Le coeur au bord des lèvres, je discerna à peine Elio rebrousser chemin vers moi, ne faisant pas plus attention lorsque ce dernier me fit descendre de selle, posant mon vélo sur le talus :

« - Calme toi, respire Solange. » dit-il à mon oreille alors que, me soutenant par les épaules il m'installait sur une herbe que je devinais fraîche sous mes fesses. Je l'entendis s'assoir à coté de moi, sa main décrivant de larges cercles maladroits dans mon dos pour me détendre.

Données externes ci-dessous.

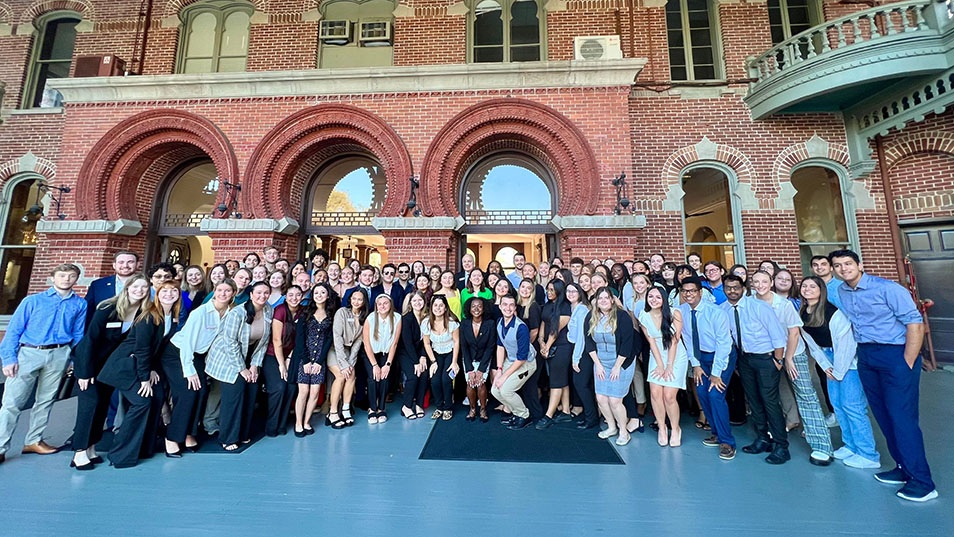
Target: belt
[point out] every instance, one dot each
(44, 347)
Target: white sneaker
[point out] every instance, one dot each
(843, 453)
(857, 461)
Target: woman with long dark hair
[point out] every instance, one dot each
(442, 345)
(413, 357)
(235, 356)
(669, 362)
(111, 323)
(313, 338)
(382, 331)
(133, 369)
(280, 365)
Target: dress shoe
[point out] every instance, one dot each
(40, 448)
(759, 446)
(779, 455)
(518, 423)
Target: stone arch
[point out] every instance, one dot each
(39, 7)
(107, 184)
(510, 122)
(918, 142)
(274, 184)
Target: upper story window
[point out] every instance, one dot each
(52, 58)
(356, 33)
(692, 27)
(791, 17)
(507, 31)
(214, 37)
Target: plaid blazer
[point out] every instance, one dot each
(227, 353)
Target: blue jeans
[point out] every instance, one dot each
(851, 408)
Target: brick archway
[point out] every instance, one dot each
(273, 186)
(107, 186)
(516, 123)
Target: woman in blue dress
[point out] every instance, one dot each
(668, 363)
(609, 342)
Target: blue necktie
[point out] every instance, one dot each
(696, 351)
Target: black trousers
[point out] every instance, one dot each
(185, 401)
(235, 416)
(584, 387)
(281, 393)
(414, 386)
(442, 386)
(92, 405)
(139, 427)
(760, 380)
(377, 389)
(530, 394)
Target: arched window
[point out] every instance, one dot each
(710, 217)
(17, 239)
(507, 31)
(819, 213)
(695, 48)
(52, 58)
(214, 37)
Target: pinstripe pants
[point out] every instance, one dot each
(813, 419)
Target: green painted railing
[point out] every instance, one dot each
(848, 32)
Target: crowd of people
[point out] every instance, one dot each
(601, 345)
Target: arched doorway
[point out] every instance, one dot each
(186, 197)
(344, 195)
(508, 201)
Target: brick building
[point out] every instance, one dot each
(746, 129)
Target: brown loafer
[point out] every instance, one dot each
(40, 448)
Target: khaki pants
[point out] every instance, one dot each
(507, 394)
(42, 369)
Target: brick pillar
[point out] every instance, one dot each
(433, 247)
(235, 245)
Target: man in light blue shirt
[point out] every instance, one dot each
(705, 331)
(889, 330)
(36, 352)
(759, 339)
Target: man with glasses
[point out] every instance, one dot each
(759, 340)
(404, 277)
(389, 287)
(705, 331)
(714, 272)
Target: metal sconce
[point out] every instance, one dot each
(412, 201)
(35, 212)
(231, 193)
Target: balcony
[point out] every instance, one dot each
(836, 65)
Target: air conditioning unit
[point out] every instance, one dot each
(104, 65)
(335, 32)
(601, 47)
(374, 32)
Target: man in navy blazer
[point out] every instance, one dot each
(125, 264)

Après un moment je parvins à retrouver un souffle régulier et, ouvrant doucement les yeux je fus surprise de ne plus voir le monde tournoyer et, de constater que je me trouvais au bord d'une rivière bordée d'arbres, comme dans une autre dimension :

« - C'est magnifique ici ! murmurais-je pleine d'admiration, plus pour moi que pour Elio.

Retirant sa main de mon dos, ce qui me créa aussitôt un sentiment de solitude, il répondit :

- C'est mon endroit à moi tu vois, une sorte de cachette... »

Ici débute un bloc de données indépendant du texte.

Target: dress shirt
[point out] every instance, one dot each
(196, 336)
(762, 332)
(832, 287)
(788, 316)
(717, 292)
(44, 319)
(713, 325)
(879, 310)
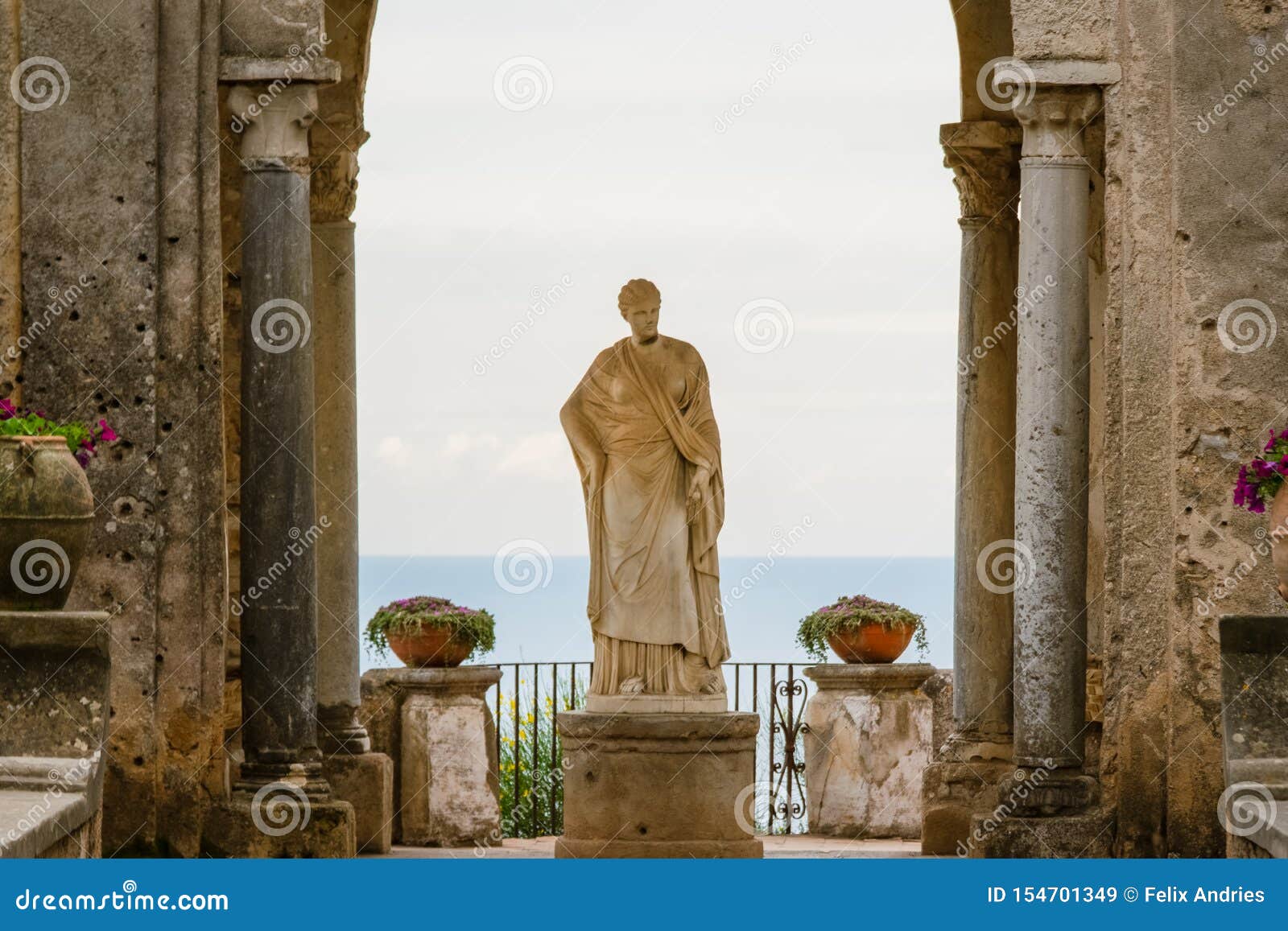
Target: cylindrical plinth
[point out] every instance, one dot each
(657, 785)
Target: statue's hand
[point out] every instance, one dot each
(699, 489)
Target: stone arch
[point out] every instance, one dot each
(983, 34)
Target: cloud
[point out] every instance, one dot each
(541, 456)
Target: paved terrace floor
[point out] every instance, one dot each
(796, 847)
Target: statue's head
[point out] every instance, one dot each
(641, 302)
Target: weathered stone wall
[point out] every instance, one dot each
(1191, 225)
(119, 237)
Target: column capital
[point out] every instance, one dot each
(985, 159)
(275, 122)
(1054, 117)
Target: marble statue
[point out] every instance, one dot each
(648, 450)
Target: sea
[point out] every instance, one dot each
(543, 617)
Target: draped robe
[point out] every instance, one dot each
(641, 425)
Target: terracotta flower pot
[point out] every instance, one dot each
(429, 647)
(1279, 538)
(47, 512)
(869, 643)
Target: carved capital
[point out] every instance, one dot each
(334, 187)
(985, 159)
(274, 122)
(987, 180)
(1054, 119)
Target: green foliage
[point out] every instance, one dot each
(531, 769)
(407, 616)
(850, 612)
(81, 438)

Je voyais parfaitement ce qu'il voulait dire, petite j'avais moi aussi un lieu où j'allais toujours seule, qui n'appartenais qu'à moi et, je saisis alors ce que cela devait représenter pou lui de m'avoir emmener ici même s'il s'agissait d'un cas de force majeur. Aussi, passais-je ma main sur la poche arrière de mon short:

« - Tiens, c'est pour toi...A cause de l'autre jour, lâchais-je sans le regarder, lui tendant simplement le petit paquet de papier soie. Il le prit, je l'entendis déchirer l'emballage pendant que je me perdais dans la contemplation du miroitement de la rivière puis, plus rien. La panique me gagna, c'était certain, Elio devait me prendre pour une idiote, il devait même détester mon cadeau, il...

- C'est...Merci... » soupira-t-il d'une voix enrouée coupant court à mon monologue intérieur.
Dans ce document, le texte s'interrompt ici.